アールヌーヴォー調のオーナメント(装飾)が美しく配されています。

 黒田記念館・東京文化財研究所は、大正13年(1924)の没後、彼の遺産により昭和5年(1930)に美術研究所として創建されました。美術研究家矢代幸雄の提案により、美術図書館、美術研究施設として、建築家岡田信一郎(1883-1932)の設計により、当時の美術館建築の様式に則って創建されました。現在は、黒田清輝の功績と作品を所蔵、紹介する黒田記念館として運営されています。岡田信一郎は、東京美術学校教授を務め、東京都美術館旧館、歌舞伎座旧館等も手掛けた、美術館設計に造詣が深い建築家でした。黒田記念館の建物には、1920年代から30年代頃の美術館建築の様式が色濃く反映されています。外装、そして展示室内のオーナメント(装飾)からも、その表現が読み取れます。


黒田記念館正面玄関

階段手すりのアールヌーヴォー調のオーナメント(装飾)は、後に東京美術学校教授となった金沢庸治(1900-1982)によるデザインです。[写真を拡大し、詳細を見ることができます。]

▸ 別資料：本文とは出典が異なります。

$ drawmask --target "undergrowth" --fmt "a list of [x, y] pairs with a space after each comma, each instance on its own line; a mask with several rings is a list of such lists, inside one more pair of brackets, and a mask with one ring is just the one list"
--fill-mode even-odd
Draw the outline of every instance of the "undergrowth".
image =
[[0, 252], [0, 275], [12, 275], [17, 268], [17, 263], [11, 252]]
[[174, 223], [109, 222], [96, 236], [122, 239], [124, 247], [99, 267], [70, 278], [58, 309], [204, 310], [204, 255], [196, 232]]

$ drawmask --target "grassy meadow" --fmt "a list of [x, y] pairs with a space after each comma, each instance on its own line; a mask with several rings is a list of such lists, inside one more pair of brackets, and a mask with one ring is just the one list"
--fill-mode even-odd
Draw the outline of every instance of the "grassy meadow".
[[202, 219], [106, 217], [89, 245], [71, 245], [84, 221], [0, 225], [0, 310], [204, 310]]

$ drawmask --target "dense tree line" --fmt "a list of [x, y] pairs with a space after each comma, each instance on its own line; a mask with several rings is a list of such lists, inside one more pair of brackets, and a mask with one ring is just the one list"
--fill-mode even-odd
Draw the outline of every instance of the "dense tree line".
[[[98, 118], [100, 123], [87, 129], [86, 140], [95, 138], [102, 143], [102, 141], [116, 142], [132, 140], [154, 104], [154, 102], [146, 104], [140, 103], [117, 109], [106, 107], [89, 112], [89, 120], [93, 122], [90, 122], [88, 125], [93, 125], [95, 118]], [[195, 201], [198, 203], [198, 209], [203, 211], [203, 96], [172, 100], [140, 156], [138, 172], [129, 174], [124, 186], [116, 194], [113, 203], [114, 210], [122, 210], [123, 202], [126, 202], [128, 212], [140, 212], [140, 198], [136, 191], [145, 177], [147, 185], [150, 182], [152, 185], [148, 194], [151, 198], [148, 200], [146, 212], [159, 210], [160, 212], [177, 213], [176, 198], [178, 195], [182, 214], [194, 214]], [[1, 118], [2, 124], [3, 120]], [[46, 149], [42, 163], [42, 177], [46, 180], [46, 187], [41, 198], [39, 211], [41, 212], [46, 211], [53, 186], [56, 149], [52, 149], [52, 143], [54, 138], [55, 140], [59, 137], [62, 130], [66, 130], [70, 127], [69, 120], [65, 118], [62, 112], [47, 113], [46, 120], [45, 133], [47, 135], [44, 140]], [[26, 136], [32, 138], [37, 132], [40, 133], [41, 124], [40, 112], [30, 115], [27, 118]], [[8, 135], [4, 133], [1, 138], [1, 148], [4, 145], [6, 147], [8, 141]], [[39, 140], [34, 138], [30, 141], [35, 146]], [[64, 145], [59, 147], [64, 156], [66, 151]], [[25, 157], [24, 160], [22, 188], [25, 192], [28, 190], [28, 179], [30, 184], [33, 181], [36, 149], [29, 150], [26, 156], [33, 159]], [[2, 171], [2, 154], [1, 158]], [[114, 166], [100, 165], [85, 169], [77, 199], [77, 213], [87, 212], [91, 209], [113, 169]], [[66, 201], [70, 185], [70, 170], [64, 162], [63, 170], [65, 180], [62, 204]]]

黒田清輝(1866-1924、画像提供元:東京文化財研究所)
黒田記念館は、大正13年(1924)の没後、彼の遺産により昭和5年(1930)に美術研究所として創建されました。現在は、東京国立博物館の管理の所管の下、黒田記念館として運営されています。建物は、平成14年(2002)に国の登録有形文化財に指定されています。(台東区上野公園13-9)


黒田記念館のホームページへ

黒田記念館は耐震補強工事のため、平成24年(2012)4月1日から閉館していましたが、平成27年(2015)1月にリニューアルオープンしました。